With removed outliers, we see that the optimal number of k is 4 and all clusters have elements within them. This shows us the importance of removing outliers or knowing how to deal with it. One rich customer or one-time customer might make you create a category which is not always there due to reasons like they were throwing a party etc.

It’s time to get a sense of what the clusters look like

Image

Image

Working With More Dimensions

We follow the same steps and methods when implementing k-means on data in higher dimensions. The only challenge we face when working with data in high dimension is visualizing it. In this step we are going to look at how to deal with such using some visualization and PCA which is a dimension reduction algorithm.

Let us look at our data.

Image

We have already identified the value of k so we won’t do that step again. feel free to do it. I am skipping it because I don’t want to write almost the same code multiple times.

Below is information about each cluster in table format.

Image

Visualization

One way to do this is using a pairplot from seaborn. This helps see the contribution of each variable.

Image

Another way is to use a parallel coordinates graph from pandas.

Image

Visualization using PCA

PCA works well in combination with k-means if we have data with many features. This lowers dimensions of data to a few that are needed. In our case, we need data to be in two dimensions. let’s go ahead and implement it.
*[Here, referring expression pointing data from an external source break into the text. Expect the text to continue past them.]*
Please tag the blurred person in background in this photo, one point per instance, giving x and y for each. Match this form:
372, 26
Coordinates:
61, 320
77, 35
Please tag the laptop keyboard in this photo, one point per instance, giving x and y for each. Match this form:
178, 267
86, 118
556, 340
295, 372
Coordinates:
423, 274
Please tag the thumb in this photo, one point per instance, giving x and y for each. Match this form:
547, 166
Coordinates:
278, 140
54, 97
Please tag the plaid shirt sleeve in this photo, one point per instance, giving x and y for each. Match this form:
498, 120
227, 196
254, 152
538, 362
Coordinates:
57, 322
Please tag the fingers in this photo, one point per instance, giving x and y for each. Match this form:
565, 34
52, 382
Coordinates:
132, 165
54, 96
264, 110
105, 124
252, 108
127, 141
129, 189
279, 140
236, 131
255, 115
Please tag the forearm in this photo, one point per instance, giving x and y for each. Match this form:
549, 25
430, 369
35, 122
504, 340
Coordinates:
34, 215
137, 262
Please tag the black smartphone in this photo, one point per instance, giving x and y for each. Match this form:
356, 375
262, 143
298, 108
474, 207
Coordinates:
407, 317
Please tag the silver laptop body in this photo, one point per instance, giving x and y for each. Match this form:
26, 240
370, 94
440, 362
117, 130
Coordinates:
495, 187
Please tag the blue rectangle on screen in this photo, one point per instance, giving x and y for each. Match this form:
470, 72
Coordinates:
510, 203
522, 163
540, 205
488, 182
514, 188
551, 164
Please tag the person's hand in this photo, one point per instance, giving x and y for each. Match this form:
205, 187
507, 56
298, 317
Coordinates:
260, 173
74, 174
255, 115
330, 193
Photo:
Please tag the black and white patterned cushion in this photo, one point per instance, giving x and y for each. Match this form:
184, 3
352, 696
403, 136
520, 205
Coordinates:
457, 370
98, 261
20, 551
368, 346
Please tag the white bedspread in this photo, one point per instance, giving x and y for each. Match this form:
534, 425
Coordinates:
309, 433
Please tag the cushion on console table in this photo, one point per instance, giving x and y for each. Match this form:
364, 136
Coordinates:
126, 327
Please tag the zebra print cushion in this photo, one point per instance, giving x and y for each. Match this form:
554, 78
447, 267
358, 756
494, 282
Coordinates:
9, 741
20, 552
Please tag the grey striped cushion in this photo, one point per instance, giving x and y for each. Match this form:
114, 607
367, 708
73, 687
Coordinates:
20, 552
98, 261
We have to import PCA in order to use it.

from sklearn.decomposition import PCA
from sklearn.cluster import KMeans
import numpy as np
import pandas as pd
import matplotlib.pyplot as plt
#initializing PCA
m_df =pd.read_csv("kmeansdata.csv")
pca = PCA(2)
#Transform the data
df = pca.fit_transform(m_df)

kmeans = KMeans(n_clusters= 4)

#predict the labels.
label = kmeans.fit_predict(df)
# plotting
#Getting the Centroids
centroids = kmeans.cluster_centers_
u_labels = np.unique(label)
color_s =["gray","pink","navy","maroon"] 
#plotting the results:
 
for i in u_labels:
    plt.scatter(df[label == i , 0] , df[label == i , 1] ,s=100, label = "cluster "+str(i), color =color_s[i])
plt.scatter(centroids[:,0] , centroids[:,1] , s = 300, color = 'orange')
plt.legend()
plt.savefig("multi_pca.png")
plt.show()

Evaluation

It is hard to evaluate the performance of the K -means algorithm since we don’t have ground truth data. The correctness of the model depends on the use case and user.

Conclusion

In this blog, we learnt how to implement k means clustering and how to visualize our clusters. We used PCA to do dimension reduction in order to visualize data in higher dimensions. I hope you have enjoyed it and as usual, I encourage you to use the skills you have learnt and apply them to other datasets. See you in the next blog.